Nach Angaben von Femern A/S kostet eine Brücke nunmehr 5,2 Milliarden € und die Tunnelvariante 5,1 Milliarden €. Damit hätte sich der Kostenvorteil der Brücke von 1 Milliarde € in einen Kostennachteil von 100 Millionen € gewandelt.

Femern A/S kommt zu dem Ergebnis, dass ein Absenktunnel nicht nur bei den Kosten Vorteile bietet, sondern auch bei der Realisierung, und dass sowohl unter Umwelt- als auch unter Sicherheitsaspekten - dabei vor allem nautischen Aspekten der Tunnel die verträgliche Lösung darstellt.

Zweitens. Die Entscheidung über die Trasse kommt voran. Letzte Woche hat Femern A/S den Korridor für eine Querungstrasse benannt. Danach befinden sich die Endpunkte jeweils östlich der Fährhäfen

Puttgarden und Rødbyhaven. Auch die Hinterlandanbindung auf schleswig-holsteinischer Seite macht Fortschritte. Was die Straße betrifft, so steht die Einleitung des Planfeststellungsverfahrens für den Ausbau der B 207 unmittelbar bevor. Was die Schiene Lübeck-Puttgarden betrifft, so werden zurzeit die Unterlagen für ein Raumordnungsverfahren durch die Deutsche Bahn AG vorbereitet und die notwendigen Untersuchungen eingeleitet.

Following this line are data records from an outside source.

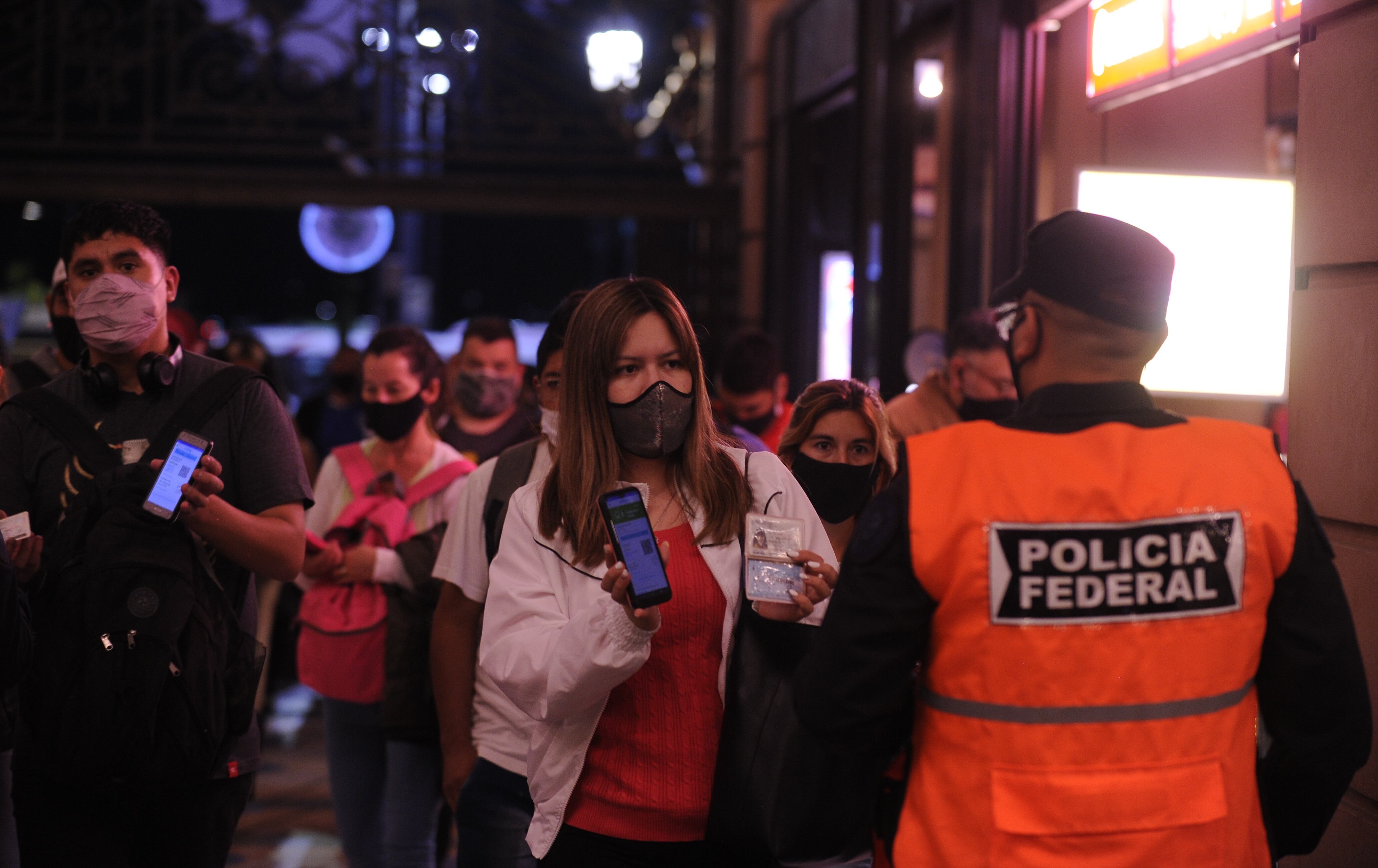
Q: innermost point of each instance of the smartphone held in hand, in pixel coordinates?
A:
(177, 472)
(635, 544)
(771, 574)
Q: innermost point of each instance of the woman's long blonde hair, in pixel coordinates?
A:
(830, 396)
(587, 458)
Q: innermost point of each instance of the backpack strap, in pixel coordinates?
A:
(438, 481)
(200, 407)
(72, 429)
(359, 473)
(510, 473)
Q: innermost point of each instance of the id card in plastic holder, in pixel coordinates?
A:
(771, 574)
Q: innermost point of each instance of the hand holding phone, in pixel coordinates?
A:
(188, 474)
(636, 571)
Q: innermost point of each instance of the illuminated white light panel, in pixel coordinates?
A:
(836, 316)
(1231, 304)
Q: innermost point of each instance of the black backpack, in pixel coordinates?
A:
(143, 676)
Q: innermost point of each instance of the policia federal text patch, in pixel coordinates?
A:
(1092, 574)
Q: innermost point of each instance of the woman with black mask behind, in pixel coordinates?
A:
(840, 448)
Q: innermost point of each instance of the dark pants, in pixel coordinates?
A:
(579, 849)
(491, 819)
(68, 827)
(386, 794)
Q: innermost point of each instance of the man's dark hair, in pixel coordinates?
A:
(122, 218)
(750, 363)
(974, 331)
(490, 330)
(554, 338)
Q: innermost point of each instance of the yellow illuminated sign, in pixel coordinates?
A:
(1132, 40)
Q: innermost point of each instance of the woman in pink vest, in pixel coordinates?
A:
(378, 505)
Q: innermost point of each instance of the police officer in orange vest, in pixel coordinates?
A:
(1132, 644)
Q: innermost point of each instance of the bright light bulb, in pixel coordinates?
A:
(614, 60)
(928, 78)
(377, 39)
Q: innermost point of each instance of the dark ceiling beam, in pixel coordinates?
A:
(528, 195)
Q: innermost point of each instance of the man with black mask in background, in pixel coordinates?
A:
(50, 360)
(975, 384)
(487, 381)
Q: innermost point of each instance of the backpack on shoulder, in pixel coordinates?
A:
(143, 676)
(342, 649)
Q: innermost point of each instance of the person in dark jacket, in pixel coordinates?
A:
(16, 645)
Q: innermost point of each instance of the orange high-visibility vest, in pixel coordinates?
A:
(1101, 603)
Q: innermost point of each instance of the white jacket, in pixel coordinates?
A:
(557, 644)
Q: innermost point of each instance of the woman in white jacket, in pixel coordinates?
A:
(629, 702)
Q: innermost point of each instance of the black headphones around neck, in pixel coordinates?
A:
(156, 373)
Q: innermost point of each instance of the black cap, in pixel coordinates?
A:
(1101, 266)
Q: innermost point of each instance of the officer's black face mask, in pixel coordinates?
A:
(655, 424)
(1009, 351)
(837, 491)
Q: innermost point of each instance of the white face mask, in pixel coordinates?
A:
(550, 425)
(118, 313)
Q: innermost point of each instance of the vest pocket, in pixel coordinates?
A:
(1112, 816)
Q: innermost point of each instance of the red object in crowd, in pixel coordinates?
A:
(648, 775)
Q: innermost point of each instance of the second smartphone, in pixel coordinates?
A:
(635, 544)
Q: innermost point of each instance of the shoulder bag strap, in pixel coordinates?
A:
(72, 429)
(359, 473)
(510, 473)
(200, 407)
(438, 481)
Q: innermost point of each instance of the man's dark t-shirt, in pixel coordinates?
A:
(254, 441)
(479, 448)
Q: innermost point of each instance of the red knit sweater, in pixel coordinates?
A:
(650, 768)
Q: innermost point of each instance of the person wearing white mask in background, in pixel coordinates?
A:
(484, 736)
(244, 502)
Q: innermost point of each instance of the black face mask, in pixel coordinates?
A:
(994, 410)
(71, 342)
(758, 425)
(346, 384)
(1009, 353)
(657, 424)
(837, 491)
(393, 422)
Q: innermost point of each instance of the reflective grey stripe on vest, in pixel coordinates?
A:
(1086, 714)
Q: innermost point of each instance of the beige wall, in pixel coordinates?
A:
(753, 118)
(1335, 373)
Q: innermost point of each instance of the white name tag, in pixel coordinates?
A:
(1090, 574)
(133, 450)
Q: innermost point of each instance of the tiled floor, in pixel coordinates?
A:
(290, 825)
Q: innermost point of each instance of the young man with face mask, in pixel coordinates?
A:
(484, 736)
(244, 502)
(974, 385)
(53, 360)
(487, 374)
(753, 388)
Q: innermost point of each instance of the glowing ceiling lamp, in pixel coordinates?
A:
(614, 60)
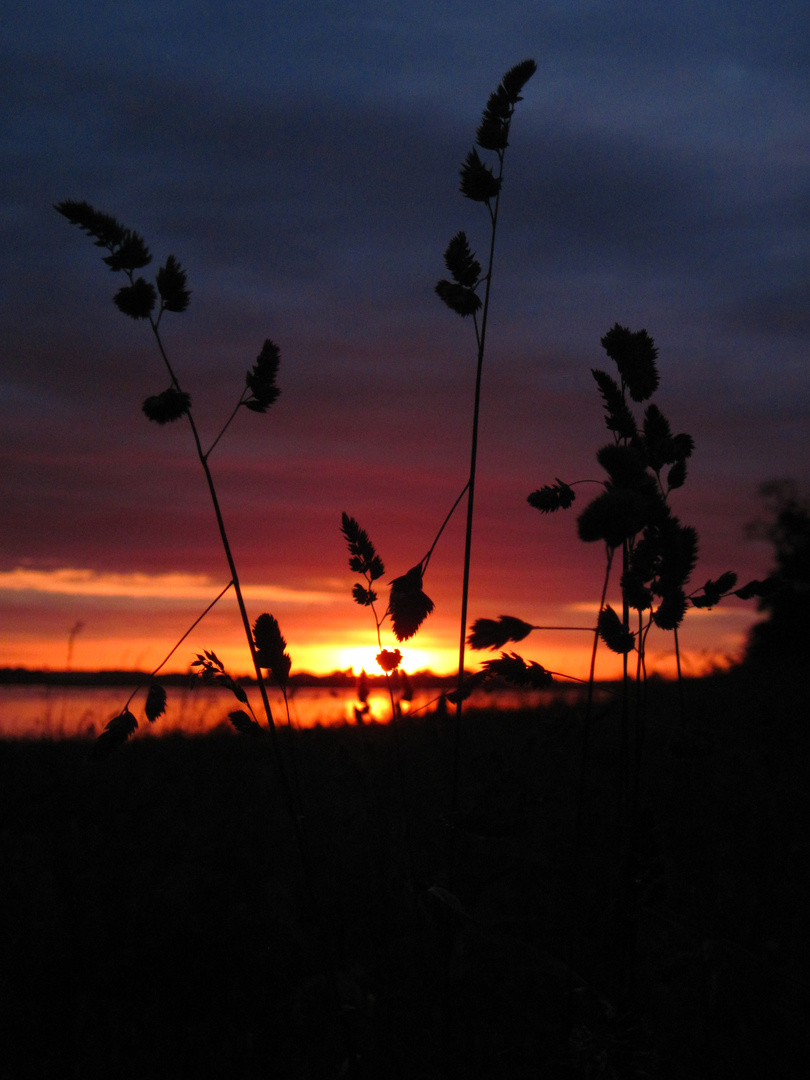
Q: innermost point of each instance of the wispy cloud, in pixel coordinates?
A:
(68, 581)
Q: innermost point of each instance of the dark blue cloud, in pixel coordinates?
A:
(302, 163)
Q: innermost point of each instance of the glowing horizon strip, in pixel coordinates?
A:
(69, 581)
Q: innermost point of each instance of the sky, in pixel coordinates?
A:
(301, 162)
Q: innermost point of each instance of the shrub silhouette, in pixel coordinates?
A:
(785, 635)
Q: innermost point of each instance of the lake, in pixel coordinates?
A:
(59, 712)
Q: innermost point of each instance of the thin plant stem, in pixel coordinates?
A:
(481, 337)
(178, 644)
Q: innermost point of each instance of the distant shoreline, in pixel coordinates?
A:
(26, 676)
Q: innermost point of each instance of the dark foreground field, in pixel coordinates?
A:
(153, 920)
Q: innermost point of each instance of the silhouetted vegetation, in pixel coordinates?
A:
(152, 922)
(784, 637)
(530, 902)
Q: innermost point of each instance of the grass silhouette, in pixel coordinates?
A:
(534, 910)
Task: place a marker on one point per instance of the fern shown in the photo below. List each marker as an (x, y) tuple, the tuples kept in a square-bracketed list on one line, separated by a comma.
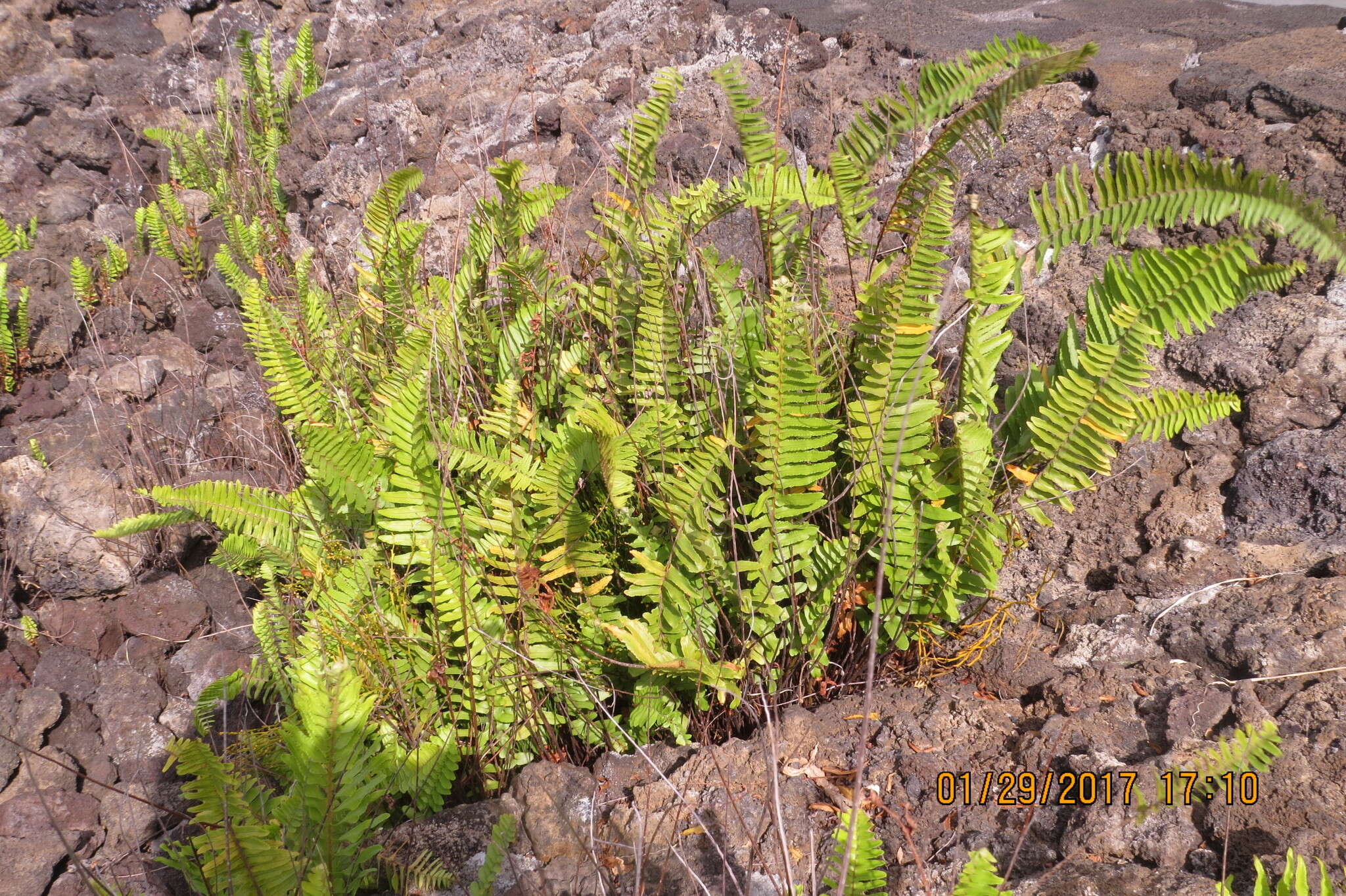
[(856, 866), (1252, 748), (1165, 189), (1294, 882), (1165, 413), (14, 331), (16, 237), (641, 137), (115, 264), (979, 876), (538, 505), (81, 282)]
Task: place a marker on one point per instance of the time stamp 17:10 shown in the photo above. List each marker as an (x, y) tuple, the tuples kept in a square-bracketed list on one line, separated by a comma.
[(1088, 789)]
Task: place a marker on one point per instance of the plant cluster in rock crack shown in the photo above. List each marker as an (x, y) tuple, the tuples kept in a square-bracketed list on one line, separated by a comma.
[(543, 508)]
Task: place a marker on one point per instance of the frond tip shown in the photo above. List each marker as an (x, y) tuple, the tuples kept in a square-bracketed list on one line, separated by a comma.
[(1163, 189)]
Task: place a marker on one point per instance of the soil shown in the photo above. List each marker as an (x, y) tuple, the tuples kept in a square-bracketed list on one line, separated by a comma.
[(1195, 591)]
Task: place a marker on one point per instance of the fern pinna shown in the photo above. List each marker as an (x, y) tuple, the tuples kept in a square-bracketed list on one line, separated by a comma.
[(542, 505)]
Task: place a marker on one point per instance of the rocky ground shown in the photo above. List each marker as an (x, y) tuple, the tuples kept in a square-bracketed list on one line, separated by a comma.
[(1202, 564)]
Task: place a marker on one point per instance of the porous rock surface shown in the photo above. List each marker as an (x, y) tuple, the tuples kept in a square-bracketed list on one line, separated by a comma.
[(1205, 562)]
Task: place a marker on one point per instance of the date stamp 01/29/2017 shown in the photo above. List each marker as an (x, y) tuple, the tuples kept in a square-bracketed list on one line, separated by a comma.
[(1089, 789)]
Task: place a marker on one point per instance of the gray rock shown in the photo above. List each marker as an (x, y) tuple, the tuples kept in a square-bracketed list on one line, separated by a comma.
[(84, 137), (1293, 74), (128, 706), (64, 202), (35, 810), (137, 378), (50, 769), (128, 821), (1294, 490), (68, 670), (169, 608), (61, 82), (49, 514), (30, 861), (557, 802), (24, 717), (1084, 876), (1275, 627), (200, 663), (127, 32)]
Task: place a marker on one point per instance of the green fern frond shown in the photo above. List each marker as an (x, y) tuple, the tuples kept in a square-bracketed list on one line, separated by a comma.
[(146, 522), (239, 849), (259, 514), (757, 139), (639, 139), (976, 127), (1092, 392), (1165, 189), (866, 874), (223, 688), (1294, 882), (1163, 413), (16, 237), (1253, 748), (422, 875), (502, 834), (115, 263), (81, 282), (979, 876)]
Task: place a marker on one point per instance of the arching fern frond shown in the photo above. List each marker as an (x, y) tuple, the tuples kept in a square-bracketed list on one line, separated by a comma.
[(979, 876), (1163, 413), (866, 874), (1165, 189), (977, 125), (755, 136), (641, 137)]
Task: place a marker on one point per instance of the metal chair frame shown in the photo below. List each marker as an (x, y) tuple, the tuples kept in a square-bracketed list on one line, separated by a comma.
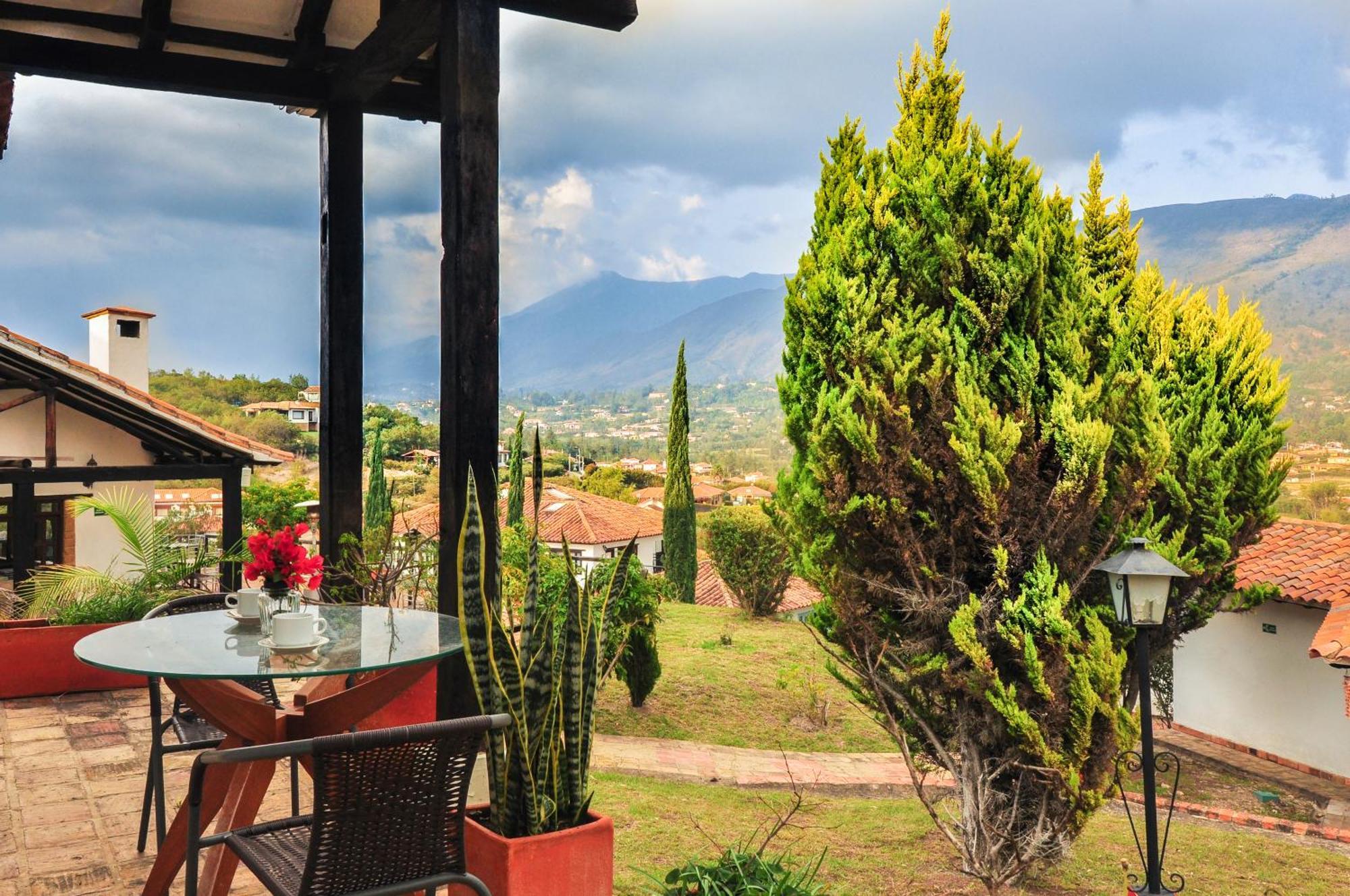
[(160, 727), (364, 741)]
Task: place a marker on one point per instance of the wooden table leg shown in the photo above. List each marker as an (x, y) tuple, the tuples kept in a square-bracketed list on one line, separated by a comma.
[(236, 793)]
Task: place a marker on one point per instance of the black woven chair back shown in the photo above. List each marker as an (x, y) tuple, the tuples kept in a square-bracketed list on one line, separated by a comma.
[(206, 604), (389, 806)]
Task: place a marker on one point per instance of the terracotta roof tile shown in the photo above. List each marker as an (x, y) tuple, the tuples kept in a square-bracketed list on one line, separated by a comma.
[(121, 389), (1309, 561), (711, 592), (565, 513)]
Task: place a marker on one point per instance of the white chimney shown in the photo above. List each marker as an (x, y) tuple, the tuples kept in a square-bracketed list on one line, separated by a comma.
[(119, 345)]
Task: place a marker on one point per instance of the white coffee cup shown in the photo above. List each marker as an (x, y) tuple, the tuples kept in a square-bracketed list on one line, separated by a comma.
[(296, 629), (245, 603)]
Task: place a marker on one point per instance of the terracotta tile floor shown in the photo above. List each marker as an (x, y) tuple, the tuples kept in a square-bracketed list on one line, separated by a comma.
[(74, 775)]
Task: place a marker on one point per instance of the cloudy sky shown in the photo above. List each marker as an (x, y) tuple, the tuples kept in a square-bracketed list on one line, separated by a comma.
[(684, 148)]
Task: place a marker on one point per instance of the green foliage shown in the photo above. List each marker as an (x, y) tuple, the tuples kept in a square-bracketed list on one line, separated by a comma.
[(983, 403), (380, 501), (631, 639), (153, 569), (545, 678), (610, 482), (516, 496), (276, 505), (750, 555), (739, 874), (680, 538)]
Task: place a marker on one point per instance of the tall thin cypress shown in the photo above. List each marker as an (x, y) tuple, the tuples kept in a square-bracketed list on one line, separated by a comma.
[(516, 496), (678, 524), (380, 504)]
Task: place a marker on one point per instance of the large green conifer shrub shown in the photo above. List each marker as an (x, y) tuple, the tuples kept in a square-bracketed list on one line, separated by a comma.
[(983, 404)]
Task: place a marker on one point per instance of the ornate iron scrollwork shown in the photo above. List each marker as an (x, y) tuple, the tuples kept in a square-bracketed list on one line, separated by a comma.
[(1164, 764)]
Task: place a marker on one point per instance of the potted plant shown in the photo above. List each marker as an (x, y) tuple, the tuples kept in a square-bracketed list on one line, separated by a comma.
[(64, 604), (539, 836)]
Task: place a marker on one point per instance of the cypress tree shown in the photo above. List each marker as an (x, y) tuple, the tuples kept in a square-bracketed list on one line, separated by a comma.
[(380, 504), (516, 495), (983, 404), (678, 532)]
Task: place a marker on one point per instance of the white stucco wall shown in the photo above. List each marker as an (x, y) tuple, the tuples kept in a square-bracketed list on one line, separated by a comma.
[(1262, 690), (79, 438)]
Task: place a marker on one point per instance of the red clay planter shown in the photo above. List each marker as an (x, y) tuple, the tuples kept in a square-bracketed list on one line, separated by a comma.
[(574, 863), (37, 659)]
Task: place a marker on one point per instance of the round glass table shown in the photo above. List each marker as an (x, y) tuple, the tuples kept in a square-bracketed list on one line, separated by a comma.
[(213, 646), (372, 656)]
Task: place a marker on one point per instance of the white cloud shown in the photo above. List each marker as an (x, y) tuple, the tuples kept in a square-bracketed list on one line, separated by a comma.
[(691, 203), (673, 267)]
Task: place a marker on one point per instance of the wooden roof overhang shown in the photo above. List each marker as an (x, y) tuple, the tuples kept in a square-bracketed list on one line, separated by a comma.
[(304, 55), (173, 441)]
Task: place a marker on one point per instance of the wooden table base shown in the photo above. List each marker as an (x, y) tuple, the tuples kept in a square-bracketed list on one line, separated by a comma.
[(236, 793)]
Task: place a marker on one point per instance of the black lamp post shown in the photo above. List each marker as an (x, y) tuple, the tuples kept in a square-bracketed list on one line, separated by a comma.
[(1141, 582)]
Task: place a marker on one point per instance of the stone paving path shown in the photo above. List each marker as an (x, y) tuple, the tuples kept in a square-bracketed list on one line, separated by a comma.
[(854, 774), (1337, 795)]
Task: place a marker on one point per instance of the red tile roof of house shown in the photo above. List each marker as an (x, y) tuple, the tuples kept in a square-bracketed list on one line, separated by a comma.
[(118, 310), (1310, 562), (121, 389), (565, 513), (711, 592)]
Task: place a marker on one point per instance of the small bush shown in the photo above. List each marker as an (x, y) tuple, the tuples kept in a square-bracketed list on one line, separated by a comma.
[(738, 874)]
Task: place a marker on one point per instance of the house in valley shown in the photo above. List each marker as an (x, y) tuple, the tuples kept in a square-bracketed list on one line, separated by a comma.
[(593, 527), (1275, 681), (712, 592), (71, 428), (303, 415)]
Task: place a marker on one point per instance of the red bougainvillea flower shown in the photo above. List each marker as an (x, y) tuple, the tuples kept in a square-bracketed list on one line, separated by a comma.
[(280, 561)]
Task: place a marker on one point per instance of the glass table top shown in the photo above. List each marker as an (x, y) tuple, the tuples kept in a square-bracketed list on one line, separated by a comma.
[(211, 646)]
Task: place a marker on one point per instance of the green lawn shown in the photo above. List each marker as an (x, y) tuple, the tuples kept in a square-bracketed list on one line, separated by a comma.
[(766, 690), (882, 847)]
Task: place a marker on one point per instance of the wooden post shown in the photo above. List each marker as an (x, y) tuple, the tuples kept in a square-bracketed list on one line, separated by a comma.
[(232, 524), (470, 79), (51, 416), (341, 308), (24, 530)]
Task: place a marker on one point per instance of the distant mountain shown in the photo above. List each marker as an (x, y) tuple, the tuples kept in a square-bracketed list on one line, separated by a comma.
[(1293, 256), (615, 333)]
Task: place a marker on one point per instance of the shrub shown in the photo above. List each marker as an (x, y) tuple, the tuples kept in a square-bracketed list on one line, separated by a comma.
[(751, 557)]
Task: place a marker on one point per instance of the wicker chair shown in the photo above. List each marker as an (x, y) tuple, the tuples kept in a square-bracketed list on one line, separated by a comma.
[(192, 732), (389, 813)]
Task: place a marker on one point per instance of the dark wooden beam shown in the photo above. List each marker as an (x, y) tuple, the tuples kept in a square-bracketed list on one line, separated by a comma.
[(21, 400), (51, 430), (341, 310), (310, 33), (470, 82), (403, 36), (155, 25), (24, 530), (232, 524), (205, 76), (84, 474), (615, 16)]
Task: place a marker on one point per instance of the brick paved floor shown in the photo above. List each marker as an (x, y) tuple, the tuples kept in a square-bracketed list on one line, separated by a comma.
[(74, 774), (878, 774)]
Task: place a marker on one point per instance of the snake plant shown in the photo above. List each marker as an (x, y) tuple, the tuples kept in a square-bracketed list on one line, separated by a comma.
[(542, 670)]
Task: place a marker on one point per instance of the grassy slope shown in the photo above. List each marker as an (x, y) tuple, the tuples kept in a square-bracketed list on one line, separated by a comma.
[(753, 693), (881, 847)]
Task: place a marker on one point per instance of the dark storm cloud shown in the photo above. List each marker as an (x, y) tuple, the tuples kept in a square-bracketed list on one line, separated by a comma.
[(746, 92)]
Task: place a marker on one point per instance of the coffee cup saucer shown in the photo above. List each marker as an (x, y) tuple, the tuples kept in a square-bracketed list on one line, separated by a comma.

Dass ein solches Raumordnungsverfahren überhaupt durchgeführt wird, hat die Landesregierung beschlossen, weil wir die Sorgen und Ängste der Kommunen und ihrer Einwohnerinnen und Einwohner ernst nehmen. Die Betroffenheitsanalyse, die der Kreis Ostholstein vorgelegt hat, unterstreicht diese Sorgen. Wenn wir ein solches Raumordnungsverfahren durchführen, dann schließt es natürlich die Möglichkeit ein, dass dieses Raumordnungsverfahren etwas anderes ergibt als die Wunschtrasse der Deutschen Bahn. Das ist denklogisch die Voraussetzung für ein solches Verfahren.

Ich begrüße in diesem Zusammenhang, dass der Parlamentarische Staatssekretär im Bundesverkehrsministerium, Herr Ferlemann, ausdrücklich zugesagt hat, eventuelle Alternativtrassierungen im weiteren Verfahren zu berücksichtigen und die Finanzierung sicherzustellen.

Drittens. Die Kommunikation vor Ort wird intensiv fortgesetzt. Ich setze auch weiterhin auf einen engen Dialog mit der Region, den Kommunen, den Verbänden, den Bürgerinnen und Bürgern. Das gilt für die Fehmarnbelt-Querung selbst genauso wie für die Hinterlandanbindungen.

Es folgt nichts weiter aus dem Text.